Multifocal pupillographic objective perimetry (mfPOP) is being developed as an alternative to standard visual perimetry. In mfPOP, pupil responses to sparse multifocal luminance stimuli are extracted from the overall composite response. These individual test-region responses are subject to gain-control which is dependent on the temporal and spatial density of stimuli. This study aimed to localize this gain within the pupil pathway. Pupil constriction amplitudes of 8 subjects (41.5 ±12.7 y, 4 male) were measured using a series of 14 mfPOP stimulus variants. The temporal density of stimulus signal at the levels of retina, pretectal olivary nuclei (PON), and Edinger-Westphal nuclei (EWN) were controlled using a combination of manipulation of the mean interval between stimulus presentations (3 or 6 stimuli/s/hemiretina) and the restriction of stimuli to specific subsets of the 24 visual field test-regions per eye (left or right eye, left or right hemifield, or nasal or temporal hemifield).
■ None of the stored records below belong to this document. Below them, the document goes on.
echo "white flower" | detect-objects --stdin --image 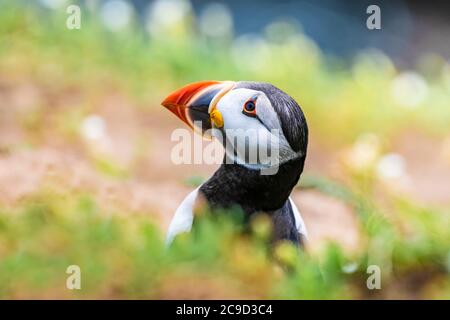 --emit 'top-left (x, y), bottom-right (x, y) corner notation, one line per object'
(391, 71), (428, 108)
(377, 153), (406, 179)
(81, 114), (106, 140)
(100, 0), (133, 31)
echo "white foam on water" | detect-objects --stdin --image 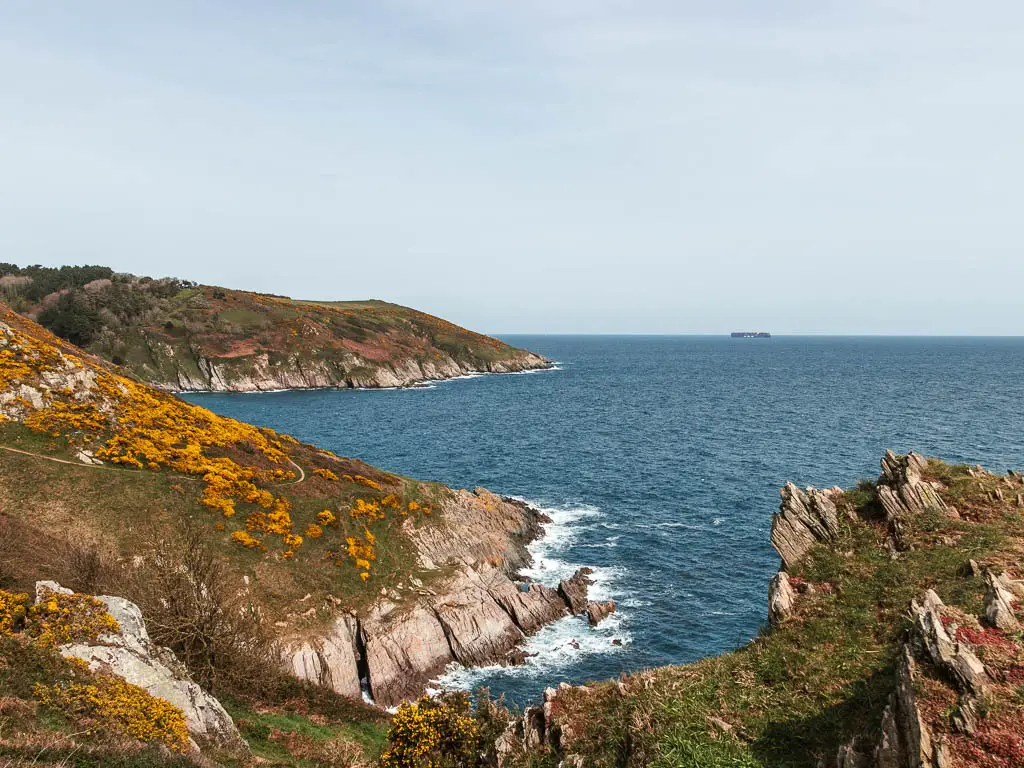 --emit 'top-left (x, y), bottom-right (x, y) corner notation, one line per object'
(433, 613), (633, 690)
(432, 500), (633, 690)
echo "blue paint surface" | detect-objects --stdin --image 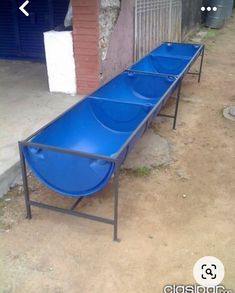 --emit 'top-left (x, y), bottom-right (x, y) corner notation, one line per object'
(23, 43), (202, 196)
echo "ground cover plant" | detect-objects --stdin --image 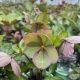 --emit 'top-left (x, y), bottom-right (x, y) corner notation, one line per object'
(0, 0), (80, 80)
No significant difference was observed between mfPOP variants with differing signal density at the retina or PON but matched density at the other levels. In contrast, where signal density differed at the EWN but was the same at the retinal and PON levels e.g., between 3 stim/s homonymous hemifield and all test-region variants, significant reductions in constriction amplitudes were observed [t(30) = −2.07 to −2.50, all p < 0.05]. Similar, although more variable, relationships were seen using nasal, and temporal hemifield stimuli. Results suggest that the majority of gain-control in the subcortical pupillary pathway occurs at the level of the EWN.

Highlights

  • Far from being the product of a simple reflex arc, the pupillary luminance response has been shown to reflect quite complex processing of visual information

  • In addition to the diversity of signal arising from intrinsically photosensitive retinal ganglion cells [1,2,3] and various regions of visual cortex [4,5,6,7], non-linear gain-control acts within these pathways to modulate the size of the resulting pupillary constrictions

  • We have previously reported on the segregation and summation of pupillary visual signal [8] and have observed that constriction amplitudes are modulated on the basis of a combination of luminance intensity and temporal and spatial density of inputs [9,10,11]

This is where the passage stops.